British police take street preacher away as “his message about Jesus is Islamophobic.”
The unlawful arrest of a Christian street preacher in London has drawn attention to the continuing use of hate speech laws to silence Christians in multicultural Britain — even as incendiary speech by Muslim extremists is routinely ignored.
On February 23, Oluwole Ilesanmi, a 64-year-old Nigerian evangelist known as Preacher Olu, was arrested at Southgate Station in North London after complaints that his message about Jesus was “Islamophobic.”
A video of the arrest, viewed more than two million times, shows how two police officers ordered the man to stop preaching because “nobody wants to listen to that,” confiscated his Bible and then arrested him for “a breach of peace.”
The video was filmed by Ambrosine Shitrit, co-founder of Eye on Antisemitism, a London-based organization that tracks anti-Semitism on social media. Shortly before Ilesanmi’s arrest, Shitrit had seen him interacting with another man, who turned out to be a Muslim.
She thought the Muslim was about to assault Ilesanmi when she went over and started filming with her phone. When the police arrived in response to an emergency call, the Muslim man left the scene.
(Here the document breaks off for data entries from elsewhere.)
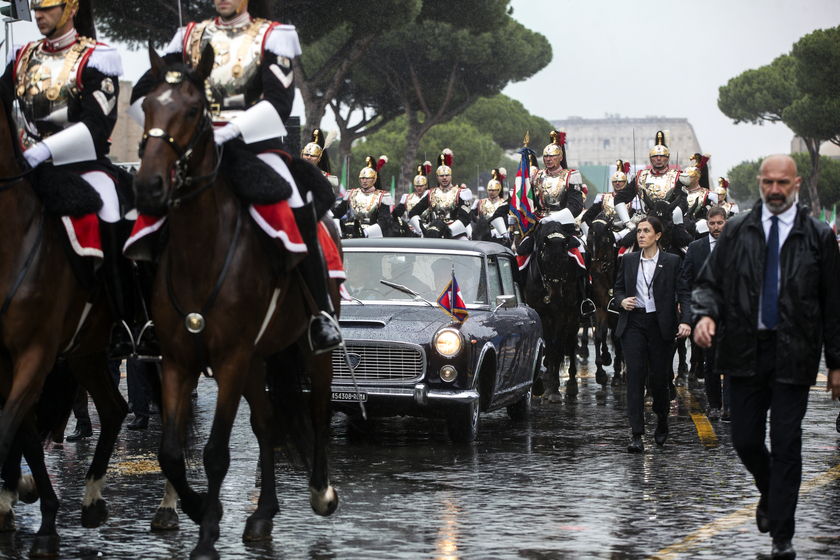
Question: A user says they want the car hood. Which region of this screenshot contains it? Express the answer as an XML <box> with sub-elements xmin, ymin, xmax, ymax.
<box><xmin>340</xmin><ymin>305</ymin><xmax>472</xmax><ymax>342</ymax></box>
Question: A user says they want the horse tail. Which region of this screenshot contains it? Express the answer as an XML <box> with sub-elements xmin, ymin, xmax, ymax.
<box><xmin>265</xmin><ymin>344</ymin><xmax>315</xmax><ymax>473</ymax></box>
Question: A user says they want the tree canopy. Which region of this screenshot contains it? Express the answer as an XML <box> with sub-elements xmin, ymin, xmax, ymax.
<box><xmin>718</xmin><ymin>28</ymin><xmax>840</xmax><ymax>218</ymax></box>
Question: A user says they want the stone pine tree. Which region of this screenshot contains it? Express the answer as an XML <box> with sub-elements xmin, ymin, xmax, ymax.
<box><xmin>718</xmin><ymin>28</ymin><xmax>840</xmax><ymax>215</ymax></box>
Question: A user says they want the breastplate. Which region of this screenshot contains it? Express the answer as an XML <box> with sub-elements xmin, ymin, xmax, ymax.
<box><xmin>478</xmin><ymin>197</ymin><xmax>505</xmax><ymax>215</ymax></box>
<box><xmin>187</xmin><ymin>18</ymin><xmax>271</xmax><ymax>122</ymax></box>
<box><xmin>350</xmin><ymin>189</ymin><xmax>382</xmax><ymax>222</ymax></box>
<box><xmin>429</xmin><ymin>187</ymin><xmax>458</xmax><ymax>220</ymax></box>
<box><xmin>685</xmin><ymin>188</ymin><xmax>709</xmax><ymax>210</ymax></box>
<box><xmin>638</xmin><ymin>169</ymin><xmax>678</xmax><ymax>202</ymax></box>
<box><xmin>601</xmin><ymin>193</ymin><xmax>617</xmax><ymax>219</ymax></box>
<box><xmin>537</xmin><ymin>169</ymin><xmax>569</xmax><ymax>209</ymax></box>
<box><xmin>16</xmin><ymin>37</ymin><xmax>96</xmax><ymax>148</ymax></box>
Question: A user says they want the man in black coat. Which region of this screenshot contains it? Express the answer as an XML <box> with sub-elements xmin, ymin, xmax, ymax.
<box><xmin>692</xmin><ymin>155</ymin><xmax>840</xmax><ymax>558</ymax></box>
<box><xmin>683</xmin><ymin>206</ymin><xmax>729</xmax><ymax>420</ymax></box>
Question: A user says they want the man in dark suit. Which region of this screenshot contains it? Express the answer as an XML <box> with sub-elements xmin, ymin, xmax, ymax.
<box><xmin>692</xmin><ymin>155</ymin><xmax>840</xmax><ymax>559</ymax></box>
<box><xmin>614</xmin><ymin>217</ymin><xmax>691</xmax><ymax>453</ymax></box>
<box><xmin>683</xmin><ymin>206</ymin><xmax>729</xmax><ymax>421</ymax></box>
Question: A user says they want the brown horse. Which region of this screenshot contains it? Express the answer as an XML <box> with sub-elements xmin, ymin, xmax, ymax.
<box><xmin>135</xmin><ymin>46</ymin><xmax>339</xmax><ymax>558</ymax></box>
<box><xmin>0</xmin><ymin>80</ymin><xmax>128</xmax><ymax>556</ymax></box>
The video shows Ilesanmi pleading with police, “Don’t take my Bible away. Don’t take my Bible away.” An officer responded: “You should have thought about that before being racist.”
A popular blogger known as Archbishop Cranmer tweeted what many people doubtless felt: “Dear @metpoliceuk, Setting aside the appalling ignorance of these two officers, would you handle a copy of the Qur’an like that?”
Christian Concern launched a petition asking Home Secretary Sajid Javid to do more to ensure that the police are trained to act within the law.
“A video of street preacher Oluwole Ilesanmi being arrested outside Southgate Underground station has been seen by millions of people worldwide.
It’s not the first time a Christian street preacher has been wrongly arrested in the UK.
“Christian street preachers should be free to share the gospel, even where it means challenging the beliefs of others.
Christian Concern CEO Andrea Williams added:
“Despite laws that theoretically support the freedom to preach in public, in practice, police officers are quick to silence preachers after any suggestion (often false) of Islamophobia or homophobia.
This is not only unjust but kills free speech through self-censorship. We want to see police officers protect the freedom of street preachers by only using their powers when truly necessary.”
In recent years, dozens of Christians — clergy and non-clergy — in Britain have been arrested or fired from their jobs due to their faith.